AB: It was a love story I hadn’t heard about. His name was thrown around in a couple books but never any quotes. He was her lost love. But no one had really talked to him. I tracked him down; I found him in Hawaii. He’s happily married, but he definitely considered Janis to be a love of his life.
I think in her letters to David, you see a raw, vulnerable woman, and a real sense of missed opportunity. The people close to her all agreed that he was the guy for her—he was strong enough, not caught up in the music scene; they thought he could actually handle her. And then there’s the tragic story of the last telegram from him that never made it to her room on the night she died. You have to wonder whether that might have given her some reason not to feel as alone, not to take that last shot of heroin.
What was biggest challenge in making this film?
AB: This was such a challenging story to tell. I really wanted to get right into Janis’ music, but without the childhood experiences, you couldn’t really fully connect with her. In some ways, I wanted to be more poetic and non-linear, but you can’t understand Janis without understanding those years that defined her.

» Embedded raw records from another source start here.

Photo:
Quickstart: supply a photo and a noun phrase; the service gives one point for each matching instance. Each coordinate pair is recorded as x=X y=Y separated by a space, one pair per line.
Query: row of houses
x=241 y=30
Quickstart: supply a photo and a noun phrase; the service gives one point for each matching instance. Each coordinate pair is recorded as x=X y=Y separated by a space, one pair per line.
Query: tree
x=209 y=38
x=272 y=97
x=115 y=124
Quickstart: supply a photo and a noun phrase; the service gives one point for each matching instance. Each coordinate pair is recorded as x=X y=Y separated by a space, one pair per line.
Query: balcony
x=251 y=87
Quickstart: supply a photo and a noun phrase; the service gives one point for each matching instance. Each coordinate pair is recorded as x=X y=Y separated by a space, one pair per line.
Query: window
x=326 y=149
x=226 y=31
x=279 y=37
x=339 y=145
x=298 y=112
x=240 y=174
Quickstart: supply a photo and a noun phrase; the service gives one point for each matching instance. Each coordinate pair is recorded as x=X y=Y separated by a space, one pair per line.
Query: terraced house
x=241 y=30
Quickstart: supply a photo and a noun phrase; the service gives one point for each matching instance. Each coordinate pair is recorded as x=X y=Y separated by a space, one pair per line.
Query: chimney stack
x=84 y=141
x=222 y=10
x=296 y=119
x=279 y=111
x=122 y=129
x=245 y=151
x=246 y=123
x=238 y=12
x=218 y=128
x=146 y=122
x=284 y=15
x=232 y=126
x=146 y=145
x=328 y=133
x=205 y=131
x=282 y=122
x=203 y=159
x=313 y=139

And there are beautiful visuals once she’s in the public eye, but those early years, from age 16 until she gets to San Francisco, are so undocumented. So how do you tell the story of these important years? I was able to find some bits from Austin, photos, flyers, but it was really difficult. Plus, so much of the archives have been lost or destroyed. Most of the concerts we have were shot single-camera, so there’s no raw footage—whatever was in the film was what you got. The camera wasn’t always on Janis’ face when she was singing, so I had to use creative editing to make it more personal.
AG: Amy doesn’t give herself enough credit. You always go into these films where it seems like there’s nothing, and you want to tear your hair out. But then you dig and you find little bits and pieces that are helpful. She just kept digging and finding things—photos, audio—even if you expected there to be more, she found amazing stuff. The footage of Janis in the studio, recording “Summertime,” that D.A. Pennebaker shot is just incredible—those rehearsals really give you a sense of what it was like working with her.
AB: That scene, wow. She’s bringing every ounce of who she is into that chord. Her voice was really symbolic of the trajectory of her life—her voice got louder, she screamed harder and harder, just getting everything out on stage. It mirrors her life becoming more out of control. I think Janis’ voice was always a perfect representation of how fast her life was moving.